Livre-jardin, organisé : six parties, la première et la dernière ne comptent qu’un poème, trois pour chacune des autres parties. Nous voici dans un jardin (de poèmes) et le jardin est en nous. Pierre Chappuis place toujours ses lecteurs au cœur de ses paysages de mots. La « lumière » solaire de l’été y est « sourde », atténuée par l’ombre bleue des feuillages.
Pierre Chappuis
Dans la lumière sourde de ce jardin
(Corti)
Livre-jardin, organisé : six parties, la première et la dernière ne comptent qu’un poème, trois pour chacune des autres parties. Nous voici dans un jardin (de poèmes) et le jardin est en nous. Pierre Chappuis place toujours ses lecteurs au cœur de ses paysages de mots. La « lumière » solaire de l’été y est « sourde », atténuée par l’ombre bleue des feuillages.

Le premier poème nous introduit au cœur d’un chantier broyeur de montagne :

« Orgues, non : ressassement brut.

Gravier, cailloux, sable s’engouffrent dans l’oreille – hoquetant, leur tri à longueur de journée –, délestés par une machinerie géante, indifférente, indomptable. » 

On développe peu : rares expansions. « Ressassement brut », le texte est porté par des énumérations qui rendent compte du perçu. Le poète cherche le mot précis : deux synonymes à nuance sémantique variable ou deux verbes enchaînés pour deux actions presque simultanées, « bringuebale ; éructe ». Le point-virgule peut scier plus sûrement que la virgule et émanciper ces propositions minimales. Sons et mouvements sont associés en une chaîne descriptive séquencée. Les infinitifs passifs, « être secoué, véhiculé », n’éludent pas la question de l’origine des actions, « une machinerie géante, indifférente, indomptable ». Le rythme ternaire fréquent indique que quelque chose agit qui n’est pas de notre ressort. L’écriture ne se déploie pas, elle avance de précisions en reculs et rectifications (« Orgues, non »). Inventer serait dénier ce qui existe, alors on approche lentement, par des métaphores ou des comparaisons (« tel ce que crachent dans le vide plans inclinés et entonnoirs »). Une réalité s’exprime, avec l’approximation propre à la langue. Le rythme est entravé, ce qui pourrait se déployer s’interrompt, car rien n’est aisément déchiffrable : 

« Déversoir du temps qui, sans relâche, inintelligiblement, l’émiette. » 

L’adverbe, avec ses sept syllabes, étire la phrase, retarde l’arrivée du verbe qui sonne comme un nom, les miettes. La grande machine broyeuse de pierres ouvre le livre dans ce tintamarre du temps qui nous concasse. 

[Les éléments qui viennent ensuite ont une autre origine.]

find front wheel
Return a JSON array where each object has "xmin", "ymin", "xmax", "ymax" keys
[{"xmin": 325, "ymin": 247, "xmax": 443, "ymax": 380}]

Ce qui afflue du monde ne se soumet pas à la syntaxe, c’est elle qui suit, se zèbre et vacille. Allitérations et assonances tissent un réseau qui sera rompu : « Obstinés pins noirs hostiles… », puis « été /serrés /regroupés ». La cassure des rythmes, ternaires ou binaires, découle de ce qui est regardé, les alignements d’arbres sont contrariés par la lumière insistante de l’été.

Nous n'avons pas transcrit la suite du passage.